Fall 2024, Exam 1

Your name: Paul McCoy

Question 1 (35%)

Fix the code below

library(tidyverse)
## ── Attaching core tidyverse packages ──────────────────────── tidyverse 2.0.0 ──
## ✔ dplyr     1.1.4     ✔ readr     2.1.5
## ✔ forcats   1.0.0     ✔ stringr   1.5.1
## ✔ ggplot2   3.5.1     ✔ tibble    3.2.1
## ✔ lubridate 1.9.4     ✔ tidyr     1.3.1
## ✔ purrr     1.0.4     
## ── Conflicts ────────────────────────────────────────── tidyverse_conflicts() ──
## ✖ dplyr::filter() masks stats::filter()
## ✖ dplyr::lag()    masks stats::lag()
## ℹ Use the conflicted package (<http://conflicted.r-lib.org/>) to force all conflicts to become errors
t_sales <- tibble(
  id = 1:30,
  odd = id %% 2 == 0,
  region = rep(c('CA', 'WV', 'ID'), 10),
  year = rep(2010:2019,3),
  sales = ifelse(region == "CA", 2, 1) * id * 2.5
)

t_people <- tibble( 
  state = c('CA', 'WV', 'ID', NA),
  name = c('Bob', 'Sarah', 'Cash', 'Smith')
)

# Join the data
t <- t_sales %>% 
  filter(region=='ID') %>% 
  rename(state = region) %>% 
  inner_join(t_people, by = 'state') %>% 
  group_by(year, name) %>% 
  summarise(sales_sum = sum(sales))
## `summarise()` has grouped output by 'year'. You can override using the
## `.groups` argument.
# Plot the results
ggplot(data = t) +
  geom_point(mapping = aes(color = name, y = sales_sum, x = year),
             size = 3) +
  geom_smooth(mapping = aes(color = name, y = sales_sum, x = year),
              se = F) + 
  labs(title = 'Sales by Person',
       x = 'Sales',
       y = 'Year')
## `geom_smooth()` using method = 'loess' and formula = 'y ~ x'

Question 2 (15 points)

Complete the following tasks with r functions

# Create a vector with the numbers from 1 to 1,000
v1 <- c(1:1000)

# Create a new vector that multiplies them by 1/4th
v2 <- v1*1/4

# Create a new string that pulls out the first 8 characters of the  class name
# string using a function.
s <- 'BUDA 451 Business Data Analytics'
s1 <- substring(s,1,8)

# Create a new string that pulls the the numbers out of our class code using a 
# a function.
s2 <- parse_number(s)

# Turn the prior value into a number
s3 <- as.numeric(s2)

Q2a (35 points)

Create a new tibble that shows the number of days for each month and year. Then, show that data in a chart.

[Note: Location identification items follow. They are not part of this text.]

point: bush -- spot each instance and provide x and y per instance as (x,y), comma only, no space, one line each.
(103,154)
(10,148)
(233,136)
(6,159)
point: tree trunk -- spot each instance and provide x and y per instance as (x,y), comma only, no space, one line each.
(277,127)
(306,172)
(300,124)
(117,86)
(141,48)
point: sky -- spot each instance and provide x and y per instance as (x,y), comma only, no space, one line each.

Hint: create a new tibble that is mutated to get the month and year, then summarise to find the number of days. Then plot the new tibble with smooth geom.

library(lubridate)

t_dates <- tibble(
  d = as.Date(as.Date('2000-1-1'):as.Date('2020-12-30'))
)

t_cal <- t_dates %>% 
  mutate(m=month(d),
         y=year(d)) %>% 
  group_by(y,m) %>% 
  summarise(num_of_days=n())
## `summarise()` has grouped output by 'y'. You can override using the `.groups`
## argument.
ggplot(data=t_cal,
       aes(m,num_of_days))+
  geom_point()+
  geom_smooth()
## `geom_smooth()` using method = 'loess' and formula = 'y ~ x'

Q3 (15 points)

We are working to predict which companies our fund should purchase. The analysis will be based off of a dataset of their historical performance.

Q3a. What type of prediction would we use to decide if we should invest (a yes or no decision)? 2-3 words

Answer: ?

Q3b. What r functions and analysis should we use to measure our model’s performance? 1-2 sentences.

Answer: ?

Q3c. What metric would be most important if we want to prioritize not losing money on a deal? 1 word.

Answer: precision